Ou peut-être n’avait-il tout simplement pas trop envie d’adouber ce temple supplémentaire de l’hyperconsommation des périphéries qui scotchera davantage les consommateurs dans cestte zone commerciale dont on devine d’avance qu’elle remplira en partie son cahier des charges aux mensurations à faire pâlir un sumotori : 400.000 habitants habitent à moins de 45 mn du « Parc » ; il devrait faire grimper la fréquentation du site à 6 millions de visiteurs annuels au lieu des 4 millions actuels. Les 1.000 places de parking – gratuites – viennent s’ajouter aux 1.100 déjà existantes (lire les autres chiffres ci-dessous). Allez proposer après ça aux habitants de la Métropole de venir en bicyclette ou par tram faire des courses le samedi rue Royale… Au « Parc », tout est prévu pour que les familles y passent la journée, et il ne manque plus qu’un hôtel pour qu’elles y restent la nuit : fermeture à 21h des magasins, et les 35 nouvelles enseignes qui ouvrent sont greffées aux quatre piliers de la consommation contemporaine : maison, restauration, mode et … loisirs. Gâteau sur la cerise, les quinze premiers jours d’ouverture – soit la quasi totalité des vacances de printemps – verront une batterie d’animations à destination des familles qui ne manqueront pas de venir déambuler au milieu des 728 arbres plantés pour faire oublier qu’il s’agit essentiellement d’un parking goudronné. Espaces dédiés aux enfants, espaces détentes pour leurs parents (qui seront sûrement très sollicités), terrain de pétanque ( !), cours de cuisine, plus de 8.000 € de cadeaux dans les principaux magasins… Le programme d’animation est sans rival, ou presque. Il ne manque plus qu’une chevauchée johannique le 8 mai prochain et tout serait parfait.
“Ici, ici, c’est Saran !”
« Les absents manquent vraiment un beau moment » dira non sans piquante ironie Maryvonne Hautin lors du discours officiel de la seule élue présente « officiellement ». Elle aurait tort de bouder son plaisir. La commune libre de Saran savoure sa victoire avant d’empocher les contreparties liées à l’ouverture de ce centre commercial en matière d’aménagement du territoire. Jusqu’au nom même de la commune accolé au nom du centre commercial… « Ici, ici c’est Saran ! » clame-t-on sur les terrains de sports sarannais, a-t-elle tenu à rappeler. Pas improbable que ce cri de supporters résonne jusqu’à la place de l’Étape et même jusqu’en Chine, qui sait ? Car c’est bien finalement la seule chose qui manque encore à Cap Saran : des pandas pour attirer le chaland.
F.Sabourin
(1) Contacté par Magcentre.fr, J. Martinet indique qu’il était en vacances, prévues de longue date, et qu’étant le seul élu référent dans ce dossier, aucun autre élu – à part O. Carré, mais lui en Chine au même moment – ne pouvait être dépêché sur place.

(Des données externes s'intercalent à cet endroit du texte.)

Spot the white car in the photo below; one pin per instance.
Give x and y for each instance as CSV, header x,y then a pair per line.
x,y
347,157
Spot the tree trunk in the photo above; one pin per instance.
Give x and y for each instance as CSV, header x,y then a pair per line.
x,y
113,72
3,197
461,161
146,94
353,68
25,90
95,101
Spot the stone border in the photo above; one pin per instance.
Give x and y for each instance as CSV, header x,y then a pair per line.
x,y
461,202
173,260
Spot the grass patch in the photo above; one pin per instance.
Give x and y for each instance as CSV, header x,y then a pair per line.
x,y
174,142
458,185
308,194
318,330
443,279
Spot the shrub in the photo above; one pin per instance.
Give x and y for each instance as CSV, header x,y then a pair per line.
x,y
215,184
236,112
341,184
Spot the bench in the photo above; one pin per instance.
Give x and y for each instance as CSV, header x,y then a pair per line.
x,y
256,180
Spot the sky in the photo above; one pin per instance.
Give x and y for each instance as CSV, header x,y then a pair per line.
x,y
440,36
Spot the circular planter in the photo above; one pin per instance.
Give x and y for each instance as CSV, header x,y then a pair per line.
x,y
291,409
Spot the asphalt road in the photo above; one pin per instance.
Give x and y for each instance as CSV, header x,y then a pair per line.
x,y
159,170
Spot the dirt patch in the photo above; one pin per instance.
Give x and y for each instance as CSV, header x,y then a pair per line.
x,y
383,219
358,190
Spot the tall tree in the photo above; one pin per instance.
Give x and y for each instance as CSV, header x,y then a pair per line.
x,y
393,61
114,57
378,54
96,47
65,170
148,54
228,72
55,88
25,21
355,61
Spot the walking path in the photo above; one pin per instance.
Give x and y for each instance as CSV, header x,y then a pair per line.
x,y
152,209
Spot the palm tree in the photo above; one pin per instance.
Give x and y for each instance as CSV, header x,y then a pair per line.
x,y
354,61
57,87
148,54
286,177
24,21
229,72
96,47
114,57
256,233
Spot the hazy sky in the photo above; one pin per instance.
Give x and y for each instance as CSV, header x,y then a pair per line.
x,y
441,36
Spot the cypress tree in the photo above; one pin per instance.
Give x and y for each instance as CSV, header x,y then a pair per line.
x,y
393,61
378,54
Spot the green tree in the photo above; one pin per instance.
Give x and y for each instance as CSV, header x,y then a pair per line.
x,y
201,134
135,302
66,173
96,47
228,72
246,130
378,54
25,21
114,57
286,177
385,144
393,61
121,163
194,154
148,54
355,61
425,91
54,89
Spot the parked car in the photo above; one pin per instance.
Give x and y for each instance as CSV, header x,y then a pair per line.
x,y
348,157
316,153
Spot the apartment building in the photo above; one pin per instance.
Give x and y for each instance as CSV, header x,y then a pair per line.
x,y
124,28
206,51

Cap Saran en chiffres18 mois de travaux.
40 M€ d’investissements par Carrefiur Property.
29.000 m².
35 boutiques ; 50 % de nouvelles enseignes jusqu’ici non présentes en Loiret.
7 restaurants.
300 emplois directs.
1000 places de parkings (2.000 arbres replantés à Seichebrières).
728 arbres plantés.
400.000 habitants à moins de 45 mn.
Objectif 6 millions de visiteurs par an sur l’ensemble du site Cap Saran.